Crianças “pandémicas” – há realmente um impacto psicológico?
Há pouco mais de dois anos atrás, encontrámo-nos quase da noite para o dia com uma pandemia global e com a obrigação de ir para o confinamento em casa, paralisando as nossas vidas e com muitas medidas higiénicas e sanitárias a cumprir. Mesmo nós adultos, apesar da nossa capacidade de compreensão e raciocínio, fomos por vezes incapazes de compreender tudo o que isso implicava.
O que significou o confinamento em casa para as crianças?
As crianças também se depararam com tudo isto de uma só vez, e sem conseguirem compreender mais, um dia deixaram de sair, de ir à escola e de ver os seus amigos. No início, foram “acusados” de serem os grandes “contagiosos”, mas isto gradualmente revelou-se não ser o caso. Além disso, olhando agora para trás, vimos que a morbilidade e mortalidade associadas à COVID em crianças e adolescentes é baixa. Mesmo assim, vimos desde o início que esta mudança de vida, de hábitos, o medo, o ambiente familiar, a perda de entes queridos… tem tido o seu impacto nas crianças e adolescentes e continua a tê-lo até hoje.
Num estudo de investigação realizado em Espanha durante o confinamento de famílias com crianças entre os 3 e 12 anos de idade, verificou-se que o aumento ou ocorrência de reações emocionais negativas em quase 70% das crianças mostrou que o seu bem-estar foi afetado.. As reacções emocionais mais comuns foram: não terminar tarefas, irritabilidade, dificuldade de concentração, falta de motivação, desânimo… Num outro estudo de Orgilés et al., 2020, descobriu-se também que o stress parental estava diretamente relacionado com 25 dos 31 sintomas infantis, algo em que podemos refletir.

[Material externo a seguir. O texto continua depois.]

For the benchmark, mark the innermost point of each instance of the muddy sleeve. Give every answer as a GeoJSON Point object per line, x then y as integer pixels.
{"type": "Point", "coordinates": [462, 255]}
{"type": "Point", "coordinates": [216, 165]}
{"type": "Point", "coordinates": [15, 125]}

Outra descoberta interessante, comum a vários estudos, é que o aumento do uso do ecrã e a diminuição da atividade física pioraram o seu bem-estar emocional. Os problemas do sono são também citados nos vários estudos, com o aumento de pesadelos, terrores e despertares noturnos.
E agora que nos estamos a aproximar da “normalidade”, o que é que encontramos?
Os estudos realizados durante o confinamento já sugeriam nas suas conclusões que seria necessário um acompanhamento e uma monitorização nos próximos anos para avaliar o bem-estar psicológico destas crianças e adolescentes.
Igualmente, no congresso de 2021 da Associação Espanhola de Pediatria, discutiram a situação da saúde mental de crianças e adolescentes no nosso país, e alertaram para o aumento das consultas de emergência para problemas de saúde mental, com uma duplicação das consultas de emergência para distúrbios alimentares, ansiedade, depressão e tentativas de automutilação e suicídio em adolescentes.
Além disso, espera-se um forte aumento no consumo de drogas entre os adolescentes nos próximos 2-3 anos. Por esta razão, e todas as anteriores, sugerem também a necessidade de um plano de prevenção e de meios para fazer face às necessidades que irão surgir.
Embora pareça que as crianças mais novas se tenham adaptado mais facilmente a algumas mudanças, é de notar que também precisaram e ainda precisam de se adaptar, pois uma percentagem está relutante em estar em lugares com muita gente, e tem havido mesmo casos de agorafobia. Esperamos também que pouco a pouco, nesta nova normalidade, voltem a desfrutar das atividades e situações de que foram privados nos últimos anos.
Um conselho?
Se tivesse de parar para vos dar apenas um conselho, apostaria na ação, e dir-vos-ia que, se suspeitares que as vossas crianças ou adolescentes têm quaisquer efeitos secundários deste tempo, não hesitem em contactar o profissional adequado que os pode ajudar antes que o problema se torne mais grave. Parece que ir a um profissional como um psicólogo ou psiquiatra ainda é um tabu na nossa sociedade. Vamos quebrar estes tabus, e ajudar as novas gerações, que não têm tido a vida fácil.